青年脸黑了下来,一巴掌拍到桌上,响亮无比。
“丹药,没有!”
李纪荒直视着他,面无表情。
“呵?没有,真当我好糊弄?你也不打听打听我包不行在越山宗内什么地位,在这个地方做了多少年,你一句没有就能打发了?”
包不行,十七八岁便入了越山宗,而后机缘做了记名弟子报到处的管事,已有五六年,乃是后天境四阶后期的强者。
他属于老混子,平日里联络了许多老一辈强大的记名弟子,也认识不少强大的外门弟子。
平日里依靠收取资质差的记名弟子入宗时所得的丹药,还有每月联络老弟子收取不少弟子一部分俸禄,倒也捞出不少油水。
但包不行这个人也极为舍得,碰到有资质的弟子,不但不克扣,还奉上不少东西。因此他认识了外门弟子中的许些强人,也是风头正劲,无人敢惹。
虽然不是第一次碰到刺头,可他却第一次因此生气了起来,他没有想到这一次的新人竟如此嚣张。
“呵呵,你这种人我很多年没有碰见了,还真是年轻人年轻气盛,像你们这种年轻人,还真是不见棺材不落泪!”
包不行一个年轻人,却老气横秋的说着这一切,不知有多嚣张。
“师兄,我真的没有!”
皱了皱眉头,李纪荒有些无奈,暗地里他攥紧了拳头。
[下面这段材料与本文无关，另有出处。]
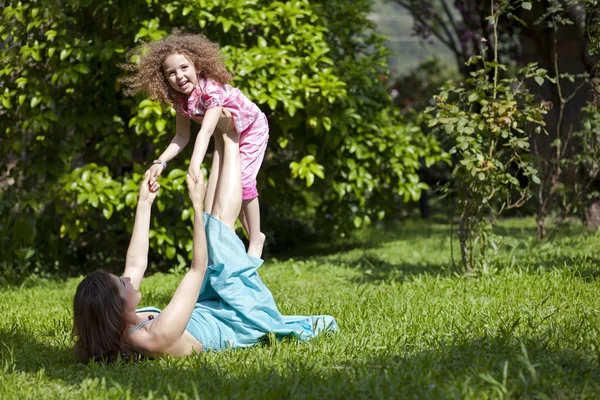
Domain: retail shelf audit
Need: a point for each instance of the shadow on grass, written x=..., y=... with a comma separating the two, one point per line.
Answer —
x=445, y=370
x=375, y=270
x=373, y=237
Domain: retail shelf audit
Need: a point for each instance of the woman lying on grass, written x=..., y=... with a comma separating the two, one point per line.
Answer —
x=221, y=301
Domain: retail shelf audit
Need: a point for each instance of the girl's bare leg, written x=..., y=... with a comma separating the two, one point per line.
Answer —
x=228, y=194
x=250, y=217
x=215, y=171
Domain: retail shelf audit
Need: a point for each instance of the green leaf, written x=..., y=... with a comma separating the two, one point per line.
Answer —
x=539, y=80
x=35, y=101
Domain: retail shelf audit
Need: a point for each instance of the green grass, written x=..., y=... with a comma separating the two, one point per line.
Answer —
x=410, y=327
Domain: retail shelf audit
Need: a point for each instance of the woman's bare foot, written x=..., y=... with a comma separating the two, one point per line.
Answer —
x=255, y=246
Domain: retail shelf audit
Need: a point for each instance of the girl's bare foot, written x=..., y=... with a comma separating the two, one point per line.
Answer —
x=255, y=246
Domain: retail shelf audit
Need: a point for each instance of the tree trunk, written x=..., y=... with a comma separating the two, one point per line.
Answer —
x=540, y=43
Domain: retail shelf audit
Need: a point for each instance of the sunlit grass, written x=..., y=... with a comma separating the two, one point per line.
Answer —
x=410, y=327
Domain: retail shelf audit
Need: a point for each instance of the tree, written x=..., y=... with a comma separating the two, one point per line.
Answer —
x=74, y=146
x=550, y=33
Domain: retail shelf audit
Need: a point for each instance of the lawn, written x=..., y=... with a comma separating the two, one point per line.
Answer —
x=410, y=327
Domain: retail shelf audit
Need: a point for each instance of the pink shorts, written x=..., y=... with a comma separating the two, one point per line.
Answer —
x=253, y=144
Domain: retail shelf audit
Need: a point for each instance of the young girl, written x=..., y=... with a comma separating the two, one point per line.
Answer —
x=187, y=72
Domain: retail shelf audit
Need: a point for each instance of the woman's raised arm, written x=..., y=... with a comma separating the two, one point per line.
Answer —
x=173, y=319
x=136, y=261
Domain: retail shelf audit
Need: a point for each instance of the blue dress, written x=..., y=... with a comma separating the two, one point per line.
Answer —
x=235, y=308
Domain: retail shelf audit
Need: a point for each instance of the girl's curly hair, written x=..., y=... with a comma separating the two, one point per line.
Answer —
x=148, y=76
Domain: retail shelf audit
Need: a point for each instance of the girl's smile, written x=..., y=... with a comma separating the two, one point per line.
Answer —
x=181, y=73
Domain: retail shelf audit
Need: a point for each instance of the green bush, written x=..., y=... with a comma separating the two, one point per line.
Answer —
x=338, y=154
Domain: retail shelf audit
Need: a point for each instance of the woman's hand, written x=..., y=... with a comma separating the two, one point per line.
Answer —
x=196, y=189
x=148, y=190
x=225, y=121
x=154, y=171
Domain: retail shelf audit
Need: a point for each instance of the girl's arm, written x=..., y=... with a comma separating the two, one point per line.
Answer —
x=136, y=260
x=173, y=319
x=211, y=119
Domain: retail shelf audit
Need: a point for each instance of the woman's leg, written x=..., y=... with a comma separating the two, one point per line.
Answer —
x=228, y=194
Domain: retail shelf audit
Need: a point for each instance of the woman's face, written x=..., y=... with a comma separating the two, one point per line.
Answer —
x=128, y=293
x=181, y=73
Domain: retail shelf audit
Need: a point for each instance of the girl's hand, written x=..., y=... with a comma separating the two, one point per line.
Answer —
x=196, y=189
x=148, y=190
x=154, y=172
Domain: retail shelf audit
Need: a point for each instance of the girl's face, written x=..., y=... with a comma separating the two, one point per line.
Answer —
x=181, y=73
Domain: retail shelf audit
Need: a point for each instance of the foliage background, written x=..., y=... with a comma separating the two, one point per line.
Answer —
x=74, y=147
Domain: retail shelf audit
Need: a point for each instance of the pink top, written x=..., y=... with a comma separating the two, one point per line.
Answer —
x=209, y=94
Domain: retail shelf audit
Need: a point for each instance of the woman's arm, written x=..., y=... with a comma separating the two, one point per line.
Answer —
x=136, y=260
x=211, y=119
x=181, y=139
x=173, y=319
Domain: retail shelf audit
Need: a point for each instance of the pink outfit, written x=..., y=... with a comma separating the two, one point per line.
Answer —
x=249, y=121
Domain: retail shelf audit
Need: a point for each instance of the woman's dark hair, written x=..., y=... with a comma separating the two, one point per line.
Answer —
x=99, y=320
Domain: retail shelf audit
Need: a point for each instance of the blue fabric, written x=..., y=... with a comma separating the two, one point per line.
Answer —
x=235, y=308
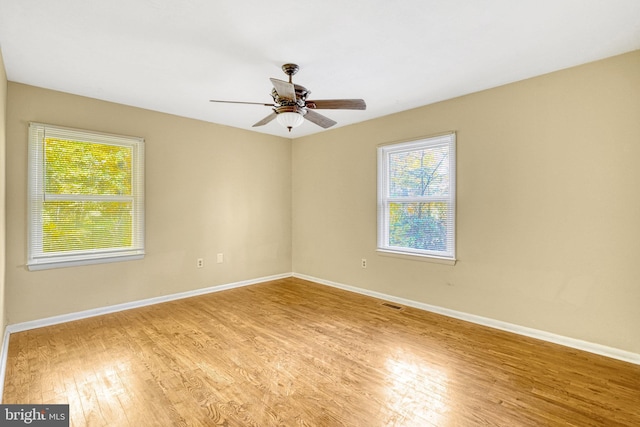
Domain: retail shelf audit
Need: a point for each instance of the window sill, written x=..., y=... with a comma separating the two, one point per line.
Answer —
x=416, y=257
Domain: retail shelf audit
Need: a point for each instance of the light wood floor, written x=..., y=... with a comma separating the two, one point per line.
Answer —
x=294, y=353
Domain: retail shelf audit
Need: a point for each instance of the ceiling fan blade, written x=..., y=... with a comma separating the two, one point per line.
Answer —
x=285, y=89
x=337, y=104
x=319, y=119
x=242, y=102
x=266, y=120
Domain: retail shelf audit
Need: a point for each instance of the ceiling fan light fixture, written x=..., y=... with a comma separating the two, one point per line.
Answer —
x=290, y=120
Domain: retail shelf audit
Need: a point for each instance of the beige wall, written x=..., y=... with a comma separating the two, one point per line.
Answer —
x=3, y=113
x=209, y=189
x=548, y=215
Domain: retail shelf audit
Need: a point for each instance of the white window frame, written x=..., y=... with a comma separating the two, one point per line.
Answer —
x=37, y=259
x=384, y=198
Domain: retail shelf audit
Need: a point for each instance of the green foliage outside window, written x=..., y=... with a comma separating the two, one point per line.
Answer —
x=85, y=184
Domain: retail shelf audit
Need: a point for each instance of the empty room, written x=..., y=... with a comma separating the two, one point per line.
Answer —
x=251, y=213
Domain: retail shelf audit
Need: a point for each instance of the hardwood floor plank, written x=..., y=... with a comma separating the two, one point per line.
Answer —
x=295, y=353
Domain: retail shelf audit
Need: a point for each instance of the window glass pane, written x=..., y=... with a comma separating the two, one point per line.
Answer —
x=75, y=167
x=418, y=225
x=73, y=225
x=423, y=172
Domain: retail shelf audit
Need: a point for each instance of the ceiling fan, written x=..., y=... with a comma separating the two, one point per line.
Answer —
x=291, y=107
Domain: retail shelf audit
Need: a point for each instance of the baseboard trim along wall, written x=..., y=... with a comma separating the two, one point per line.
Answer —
x=54, y=320
x=3, y=360
x=25, y=326
x=602, y=350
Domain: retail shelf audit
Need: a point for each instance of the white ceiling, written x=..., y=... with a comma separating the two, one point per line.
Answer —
x=175, y=55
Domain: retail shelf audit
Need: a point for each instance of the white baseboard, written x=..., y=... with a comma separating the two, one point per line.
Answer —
x=33, y=324
x=602, y=350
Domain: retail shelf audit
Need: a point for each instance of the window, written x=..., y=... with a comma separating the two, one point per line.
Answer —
x=416, y=197
x=86, y=197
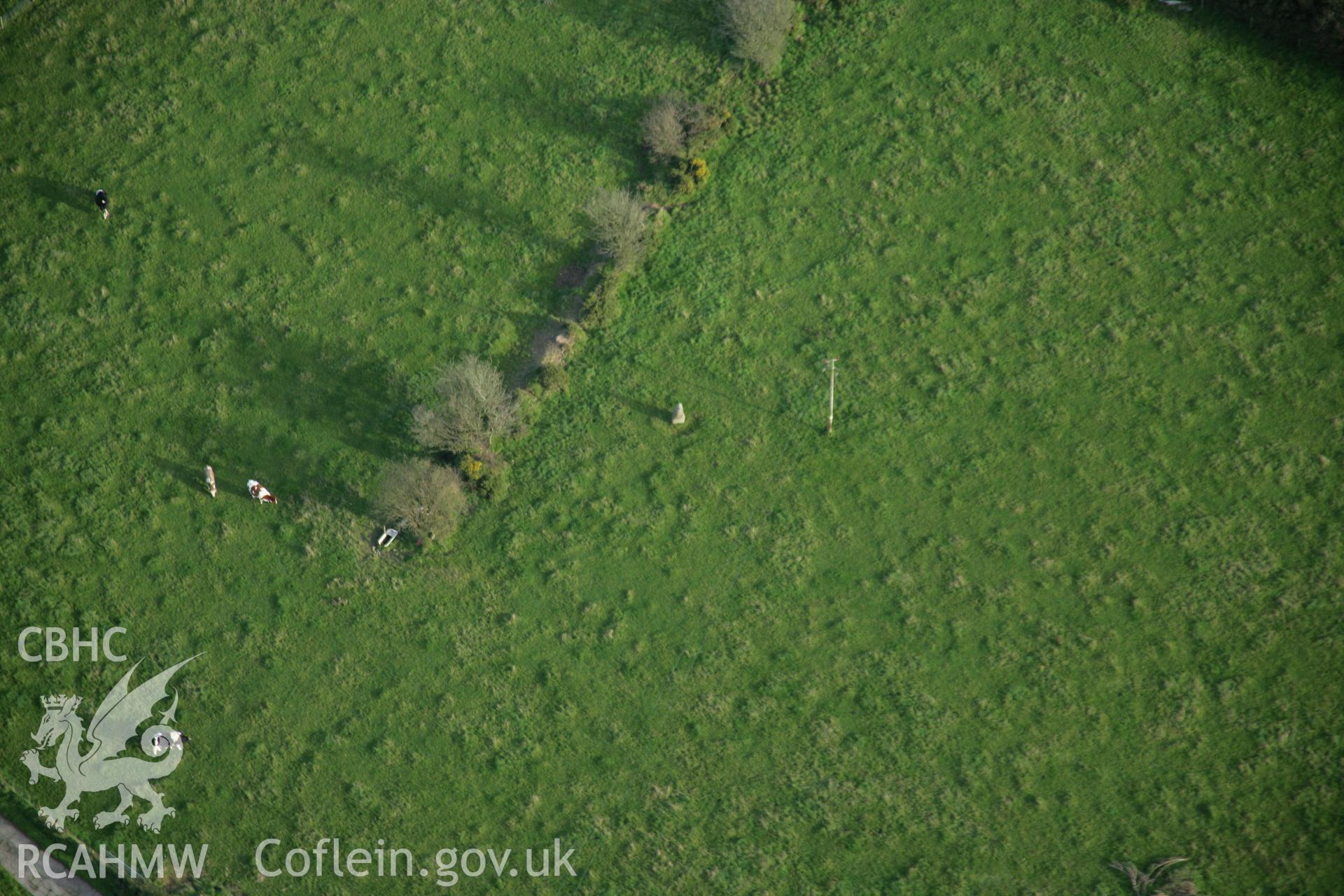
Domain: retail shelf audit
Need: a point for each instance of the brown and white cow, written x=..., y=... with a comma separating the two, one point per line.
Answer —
x=260, y=492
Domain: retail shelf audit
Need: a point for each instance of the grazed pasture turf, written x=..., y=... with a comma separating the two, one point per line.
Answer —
x=1063, y=586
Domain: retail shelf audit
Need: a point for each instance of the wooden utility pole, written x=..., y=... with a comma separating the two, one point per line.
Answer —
x=831, y=415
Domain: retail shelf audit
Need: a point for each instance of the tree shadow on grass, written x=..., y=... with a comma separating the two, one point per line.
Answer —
x=61, y=194
x=1289, y=43
x=447, y=197
x=650, y=24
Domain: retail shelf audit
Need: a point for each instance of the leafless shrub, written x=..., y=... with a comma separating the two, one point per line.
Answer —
x=664, y=132
x=475, y=409
x=758, y=29
x=424, y=496
x=620, y=226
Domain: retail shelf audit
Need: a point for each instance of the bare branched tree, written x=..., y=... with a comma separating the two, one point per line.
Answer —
x=620, y=226
x=422, y=496
x=1144, y=881
x=758, y=29
x=475, y=409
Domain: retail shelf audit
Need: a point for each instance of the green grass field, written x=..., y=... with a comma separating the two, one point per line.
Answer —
x=1062, y=589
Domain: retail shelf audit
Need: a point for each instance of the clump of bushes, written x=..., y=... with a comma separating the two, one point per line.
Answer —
x=758, y=29
x=475, y=409
x=622, y=226
x=425, y=498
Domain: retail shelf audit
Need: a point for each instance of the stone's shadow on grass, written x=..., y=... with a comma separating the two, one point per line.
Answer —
x=78, y=198
x=699, y=386
x=299, y=414
x=448, y=197
x=652, y=412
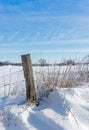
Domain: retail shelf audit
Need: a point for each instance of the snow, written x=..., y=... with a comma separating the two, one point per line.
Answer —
x=62, y=109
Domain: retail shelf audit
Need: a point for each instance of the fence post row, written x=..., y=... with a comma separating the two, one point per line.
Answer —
x=29, y=79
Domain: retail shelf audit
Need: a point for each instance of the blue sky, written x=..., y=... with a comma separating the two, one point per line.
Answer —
x=50, y=29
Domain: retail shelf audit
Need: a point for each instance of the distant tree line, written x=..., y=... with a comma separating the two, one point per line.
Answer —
x=9, y=63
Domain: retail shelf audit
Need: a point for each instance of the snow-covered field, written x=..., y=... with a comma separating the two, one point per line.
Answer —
x=62, y=109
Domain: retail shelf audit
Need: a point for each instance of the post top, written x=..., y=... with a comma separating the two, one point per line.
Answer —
x=25, y=55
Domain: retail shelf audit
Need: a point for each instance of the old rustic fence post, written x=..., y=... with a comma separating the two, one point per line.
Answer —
x=29, y=79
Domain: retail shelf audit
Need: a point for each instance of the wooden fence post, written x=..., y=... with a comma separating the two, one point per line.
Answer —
x=29, y=79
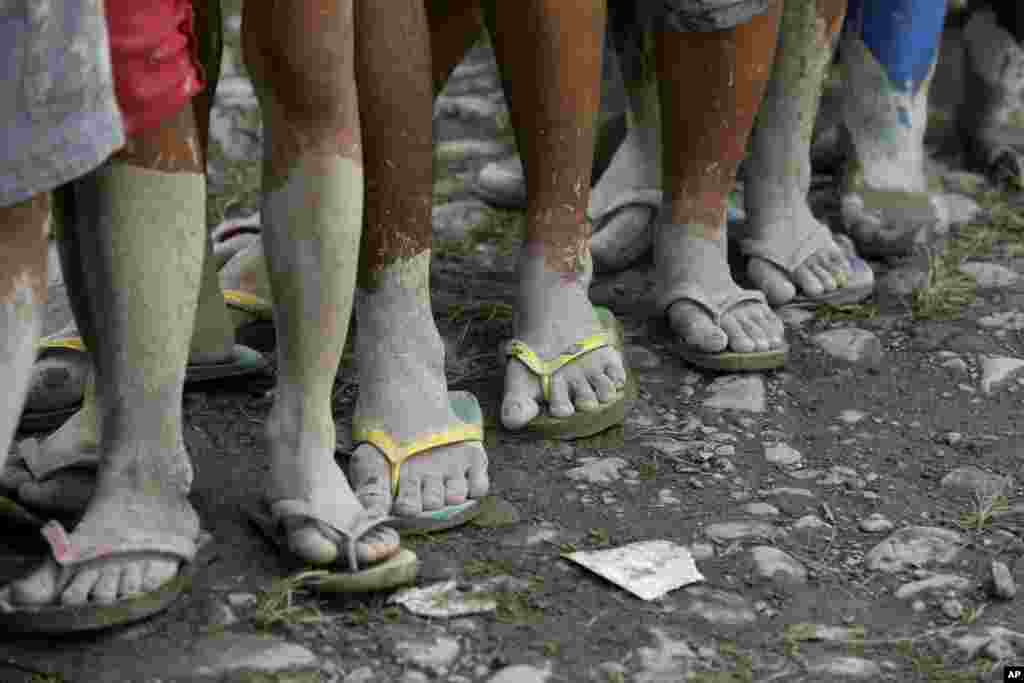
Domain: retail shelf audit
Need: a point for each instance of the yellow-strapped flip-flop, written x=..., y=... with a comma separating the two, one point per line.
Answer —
x=579, y=424
x=467, y=410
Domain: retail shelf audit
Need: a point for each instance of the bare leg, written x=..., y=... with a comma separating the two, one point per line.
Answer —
x=707, y=115
x=791, y=251
x=139, y=230
x=300, y=56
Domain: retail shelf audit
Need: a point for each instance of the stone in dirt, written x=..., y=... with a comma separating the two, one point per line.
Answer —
x=1000, y=583
x=971, y=480
x=989, y=274
x=737, y=392
x=594, y=470
x=770, y=562
x=850, y=344
x=782, y=455
x=914, y=546
x=997, y=371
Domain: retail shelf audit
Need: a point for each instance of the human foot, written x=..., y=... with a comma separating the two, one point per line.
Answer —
x=554, y=317
x=702, y=304
x=403, y=394
x=131, y=541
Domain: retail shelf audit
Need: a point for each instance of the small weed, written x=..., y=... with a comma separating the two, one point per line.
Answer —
x=946, y=291
x=275, y=606
x=851, y=311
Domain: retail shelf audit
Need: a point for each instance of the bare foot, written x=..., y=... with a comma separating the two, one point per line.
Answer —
x=554, y=314
x=403, y=393
x=704, y=304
这人是因为我资质差,所以要我给他好处?
“没有?没事!”
包不行冷笑到,竟然身形一动,一脚踏出,踢到了少年胸膛。
“你!”
怒气无比,李纪荒一直提防着他,可惜对方实力强横,他看不清对方的动作,只感到胸膛一痛,便倒飞了出去。
捂着胸膛,少年感到憋屈不已,来到这狗屁越山宗后,他一直受着憋屈与伤害,却连一个主持正义的人都没有。
资质?资质难道就真的那么的重要吗?这群所谓资质良好的人,倒是一丝优良品质都没有出现在他们身上,却得到了优待。
而他,却因为资质不行,而被这般对待?
真是可笑,偌大的一个宗门,难道连一个所谓正直的人都没有吗?看那礼殿的冯听山如此偏心,想必也是上梁不正下梁歪!
总有一天,我要将这一切夺回来!
冷冷的看了眼屋内的包不行,李纪荒捂着胸膛,转身便离开了。